It should be noted that among the personalities involved for consideration in this case, only the President and the Chief Justice are Constitutional Authorities as such. Meaning that their posts are created by virtue of the Constitution and their posts are deemed to be completely impartial and lacking of political color.  Hence allowing publications to contain pictures of the President and CJI seem completely logical. But why allow the exception to include the Prime Minister, who is after all, in essence, the leader of the party with the majority in the Lok Sabha. Allowing the PM to publish his pictures on Government publications still brings about the second issue this petition was trying to solve i.e stop creation of a political cult personality around a single individual. It should be noted that information about Government policies and projects can be spread even without the use of the pictures of the Prime Minister.

This kept aside that the Judgment clearly says that the State Governments cannot use the Chief Ministers picture in official Government publications. This is no way stops private players from using the Chief Minister’s picture in a publication issues on behalf of the Government by the private player.  The advertisement below(1) was on the 6th June by Krishapatnam Port Company Ltd. Awkwardly; this advertisement is not in violation of the SC guidelines as it was published on behalf of a private company but I can be assumed based on the nature of the advertisement that it was most certainly paid for by taxpayer’s money.
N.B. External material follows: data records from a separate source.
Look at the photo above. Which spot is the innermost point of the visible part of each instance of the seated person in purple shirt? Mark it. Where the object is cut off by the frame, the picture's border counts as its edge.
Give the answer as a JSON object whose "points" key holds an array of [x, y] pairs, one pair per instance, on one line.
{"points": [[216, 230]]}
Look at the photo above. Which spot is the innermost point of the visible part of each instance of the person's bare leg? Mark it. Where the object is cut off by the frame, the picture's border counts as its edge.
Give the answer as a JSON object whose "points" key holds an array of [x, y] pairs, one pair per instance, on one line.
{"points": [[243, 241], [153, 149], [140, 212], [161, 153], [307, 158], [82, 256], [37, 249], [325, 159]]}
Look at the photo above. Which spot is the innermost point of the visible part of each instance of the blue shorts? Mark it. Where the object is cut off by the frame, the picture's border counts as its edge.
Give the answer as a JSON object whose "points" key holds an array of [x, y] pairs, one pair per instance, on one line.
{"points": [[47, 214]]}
Curiously enough, even with this apparent loophole, certain Chief Minister’ are not shying away from violating the SC order. The first infringement of the SC ban took place when an Andhra Pradesh government advertisement in the latest issue of India Today magazine titled “Welcome to the Sunrise State – Andhra Pradesh” included a photograph of Chief Minister N. Chandrababu Naidu as part of the visuals. Following that on 27 May, the Economic Times ran a double-page Tamil Nadu government advertisement which included a photograph of Chief Minister J Jayalalalithaa(2), someone who already has huge hoardings and posters of herself all over Chennai. This in itself raises another question as to whether posters and banners can be covered under the scope of this Judgment. Use of large scale cut-outs of political leaders is a common trend in India. Yet, technically they wouldn’t fall under the definition of an advertisement per se, even though they create the problems this petition had tried to remedy. The fact that the SC decision does have loopholes was on display in the capital of Delhi itself, when the State Government in Delhi took out an video advertisement advocating and propagating the activities and development brought about by Delhi’s CM Arvind Kejrewal, without actually using his picture. The advertisement did not technically violate the wording of the judgment, but can be said to have shattered its spirit. But irrespective of the loopholes, it is still the law of the land. And such actions by the Chief Ministers of both Tamil Nadu and AP can hold them liable for contempt. Whether that actually happens or not, can only be said for certain after the Supreme Court hears the review petition on Common Causes & Anr vs UOI.